Steinhoff extended its 'early-bird fee' deadline for the second time on Wednesday, for creditors to sign a three-year agreement to hold off their debt claims, as the troubled South African retailer battles to stay afloat.
Steinhoff, the parent of the UK's Poundland chain, wants to restructure its roughly €9 billion debt, after disclosing holes in its balance sheet that wiped more than 90% off its market value and forced it into asset sales to fund working capital.
The initial deadline was set for 16 July, which was extended by 24 hours on Monday before being pushed back once again, to 22.00 GMT on Wednesday.
Creditors who sign up to the so-called 'lock-up agreement' (LUA) within this time frame will qualify for an early-bird fee.
Positive Progress
"Positive progress is being made, and the group is aiming to obtain, as soon as possible, the requisite support levels under the LUA," Steinhoff said.
Steinhoff needs at least 75% of its creditors to sign up by the final lock-up agreement deadline on Friday. Once enough creditors are locked in to the three-year deal, Steinhoff will begin restructuring its debt within three months.
The company has already agreed the main terms of a restructuring deal, under which all its debt would be restated at par and given a common maturity date of three years from the completion of the restructuring agreement.
The debt would be eligible for an interest payment of 10%, capitalising twice a year, but only paid out when it matures – a procedure dubbed 'payment in kind' (PIK).
Some of the company's external borrowings would be converted into secured debt, meaning that it would be first to be paid should Steinhoff file for bankruptcy.

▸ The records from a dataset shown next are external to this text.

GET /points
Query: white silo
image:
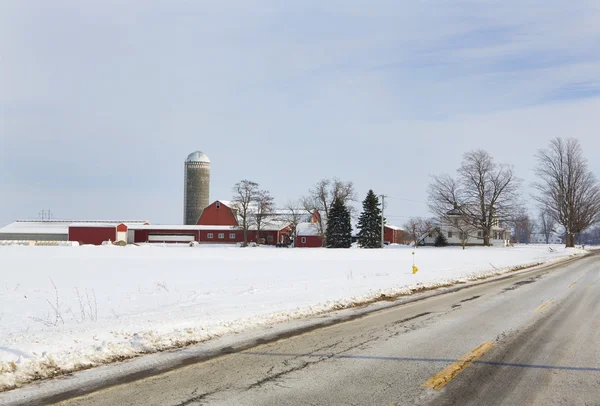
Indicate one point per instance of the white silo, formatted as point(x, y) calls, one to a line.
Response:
point(196, 187)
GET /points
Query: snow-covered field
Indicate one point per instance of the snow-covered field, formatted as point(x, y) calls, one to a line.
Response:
point(67, 308)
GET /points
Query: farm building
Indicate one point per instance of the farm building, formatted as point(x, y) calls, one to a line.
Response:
point(48, 230)
point(394, 235)
point(307, 236)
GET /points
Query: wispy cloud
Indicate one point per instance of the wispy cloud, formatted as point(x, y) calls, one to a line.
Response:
point(115, 94)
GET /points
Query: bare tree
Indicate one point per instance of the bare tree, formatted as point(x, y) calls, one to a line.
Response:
point(485, 193)
point(264, 207)
point(245, 193)
point(566, 188)
point(547, 224)
point(418, 228)
point(321, 197)
point(294, 213)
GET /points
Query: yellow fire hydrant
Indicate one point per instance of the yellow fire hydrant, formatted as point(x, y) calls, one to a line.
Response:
point(415, 269)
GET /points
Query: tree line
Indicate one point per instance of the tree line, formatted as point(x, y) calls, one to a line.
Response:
point(485, 193)
point(482, 194)
point(327, 206)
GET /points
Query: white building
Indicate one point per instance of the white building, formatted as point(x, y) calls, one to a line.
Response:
point(454, 229)
point(538, 238)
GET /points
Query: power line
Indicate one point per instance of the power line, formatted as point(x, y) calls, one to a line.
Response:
point(405, 199)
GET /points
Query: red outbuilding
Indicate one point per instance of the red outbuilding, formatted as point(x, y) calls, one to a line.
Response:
point(394, 234)
point(307, 236)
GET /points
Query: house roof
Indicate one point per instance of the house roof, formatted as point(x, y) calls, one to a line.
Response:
point(307, 230)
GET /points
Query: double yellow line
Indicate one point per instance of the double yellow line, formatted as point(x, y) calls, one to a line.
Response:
point(439, 380)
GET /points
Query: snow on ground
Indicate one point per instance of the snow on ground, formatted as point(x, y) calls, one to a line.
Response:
point(68, 308)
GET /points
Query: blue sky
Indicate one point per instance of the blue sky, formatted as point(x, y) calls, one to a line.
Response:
point(100, 102)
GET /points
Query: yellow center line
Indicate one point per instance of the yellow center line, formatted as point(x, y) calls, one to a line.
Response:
point(439, 380)
point(540, 307)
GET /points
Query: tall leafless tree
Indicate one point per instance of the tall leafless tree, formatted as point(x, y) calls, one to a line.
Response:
point(547, 224)
point(321, 197)
point(263, 208)
point(566, 188)
point(486, 193)
point(245, 193)
point(417, 228)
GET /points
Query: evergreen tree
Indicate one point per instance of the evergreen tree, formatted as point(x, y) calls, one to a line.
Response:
point(440, 240)
point(339, 226)
point(369, 222)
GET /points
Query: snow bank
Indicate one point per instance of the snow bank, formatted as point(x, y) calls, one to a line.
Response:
point(68, 308)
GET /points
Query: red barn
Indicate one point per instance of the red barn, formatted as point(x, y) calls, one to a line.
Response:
point(307, 236)
point(95, 233)
point(393, 234)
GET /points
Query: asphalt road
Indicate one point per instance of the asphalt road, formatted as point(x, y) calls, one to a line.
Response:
point(530, 340)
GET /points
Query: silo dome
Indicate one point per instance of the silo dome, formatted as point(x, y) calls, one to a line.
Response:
point(198, 156)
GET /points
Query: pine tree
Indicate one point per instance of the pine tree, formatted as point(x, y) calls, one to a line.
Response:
point(369, 222)
point(339, 226)
point(440, 240)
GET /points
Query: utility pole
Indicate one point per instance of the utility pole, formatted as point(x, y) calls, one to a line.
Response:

Creditors have also succeeded in pushing thorough corporate governance changes. New heads have been brought in to run a new intermediate holding company, created in part to oversee Steinhoff's litigation, as well as planned asset sales.
The group's Pepco unit is seen as one of the names next in line for divestiture, but a sale process is still months away, and no sell-side advisor has so far been appointed, said a source close to the matter.
Last month, Steinhoff struck a deal to sell its Austrian Kika/Leiner furniture and household goods retail unit – the latest in a series of asset sales.